Front view of my grow box. Entire measurements are L 37" xB 29" x H 41". On the left(bigger section) is the flowering chamber which measures L 25" x B 29" x H 41". On the bottom right is the veg chamber which measures L 12" x B 29" x H 31". On the top right is a small compartment where I can keep anything from sprays to fertz. See those pipes in there? We'll get to that later. 




This is a very bad picture of the left side (adjacent to front of flowering chamber door) of the box. See those 3 little holes? Those are my passive intake holes for my flower chamber which is connected to a pipe, once the exhaust fan is turned on, you can place a piece of paper on the hole(s) and it'll stick to the hole. That's pretty much one reason why I think the circulation is good enough.




Another bad picture!!! Lol. This is the right side now. Again 3 passive intake holes for the veg chamber, paper thing works too.
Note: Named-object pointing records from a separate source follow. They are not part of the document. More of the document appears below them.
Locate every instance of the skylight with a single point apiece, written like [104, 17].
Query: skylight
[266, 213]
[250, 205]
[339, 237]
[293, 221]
This is the back of the box, just showing you guys the wiring...I'm not quite sure why though...Hmm...Haha, anyway, on the top right you can see my fingers, which means...ANOTHER BAD PHOTO!!!




This is the top view of the box.


----------



## cilohahdduB (Jan 18, 2007)

This over here, is my squirrel cage exhaust fan, this is what they use to extract chemical fumes in labs. One of the more pricier object for the whole grow box but I think it was worth it. Very powerful, something like 250 cfm? The white object taped up are my ballasts for my lights. The exhaust blows the air out onto the ballasts to keep it cooler as well.




Just a picture of the hinges I use for my grow box, I have four altogether, top and bottom for both chamber doors.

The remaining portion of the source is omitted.